Luís Vouzela

Personal information
- Full name: Luís Miguel Silva Tavares
- Date of birth: 10 March 1974 (age 52)
- Place of birth: Vouzela, Portugal
- Height: 1.68 m (5 ft 6 in)
- Position: Midfielder

Youth career
- 1989–1991: Vouzelenses
- 1991–1992: Académico Viseu

Senior career*
- Years: Team / Apps / (Gls)
- 1992–1996: Académico Viseu / 82 / (5)
- 1996–2002: União Leiria / 158 / (4)
- 2002–2004: Santa Clara / 44 / (0)
- 2004–2005: Moreirense / 38 / (0)
- 2005–2006: Beira-Mar / 20 / (1)
- 2006–2007: Olympiakos Nicosia / 10 / (0)
- 2007–2008: Chaves / 25 / (1)
- 2008–2009: Nelas / 19 / (0)
- 2009–2010: Penalva do Castelo / 30 / (1)
- 2010–2012: Académico Viseu / 41 / (0)
- 2012–2013: Nogueirense / 23 / (2)
- 2013–2014: Oliveira Frades / 20 / (0)
- Total:  / 510 / (14)

International career
- 2000: Portugal B / 1 / (0)

= Luís Vouzela =

Portuguese footballer

Luís Miguel Silva Tavares (born 10 March 1974), commonly known as Luís Vouzela, is a Portuguese retired footballer who played as a defensive midfielder.

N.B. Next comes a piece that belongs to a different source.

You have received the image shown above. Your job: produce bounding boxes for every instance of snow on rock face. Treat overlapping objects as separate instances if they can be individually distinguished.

He amassed Primeira Liga totals of 215 games and four goals over the course of eight seasons, mainly with União de Leiria (five years).

==Club career==
Born in Vouzela, Viseu District, Vouzela started his senior career with local Académico de Viseu FC, going on to remain four seasons with the club, two apiece in the second and third divisions. He made his debut in the Primeira Liga in the 1996–97 season with U.D. Leiria, playing 28 games and scoring one goal but suffering team relegation as second from bottom.

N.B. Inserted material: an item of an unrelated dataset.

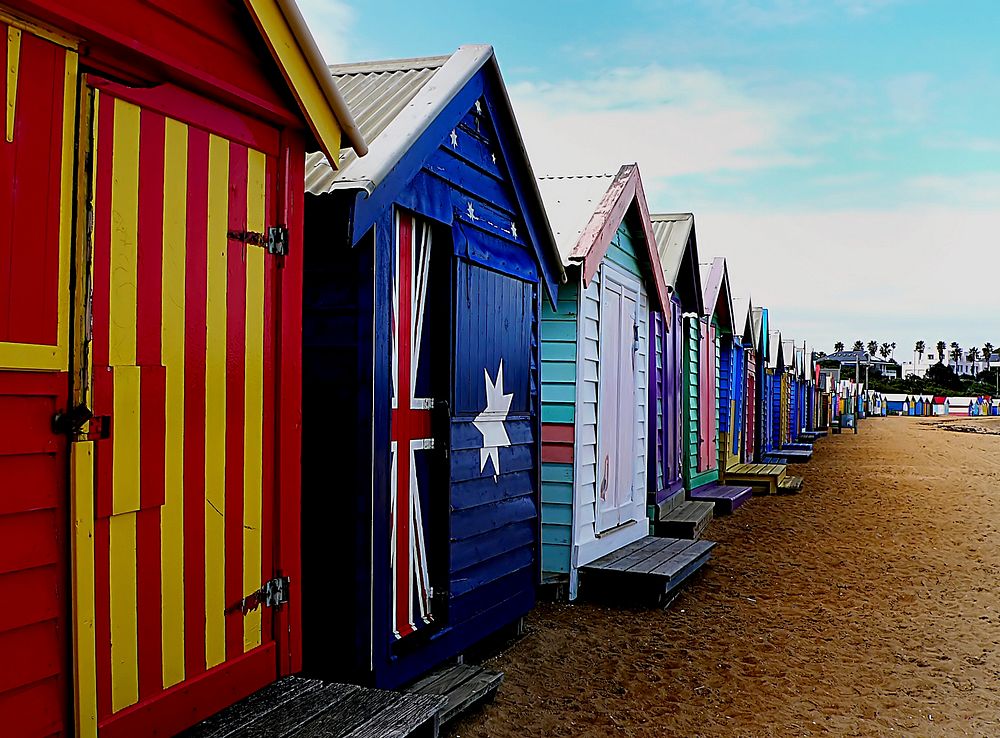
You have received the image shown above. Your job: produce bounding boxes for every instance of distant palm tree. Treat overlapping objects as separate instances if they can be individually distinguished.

From 1998 to 2005 Vouzela competed almost exclusively in his country's top flight, representing Leiria, C.D. Santa Clara and Moreirense FC. He split the 2003–04 campaign with the last two teams, starting it with the former in division two; in 2005–06 he helped S.C. Beira-Mar promote to the top tier of Portuguese football, as champions.

After one year in the Cypriot First Division, with Olympiakos Nicosia, Vouzela returned to his country, going on to play exclusively in lower league and amateur football. He returned to Académico Viseu in the 2010 summer, suffering a serious leg injury the following year. He retired in 2014 at the age of 40, after one season in the Viseu regional championships with Grupo Desportivo Oliveira de Frades, and returned once again to Académico, where he was given a position in the backroom staff.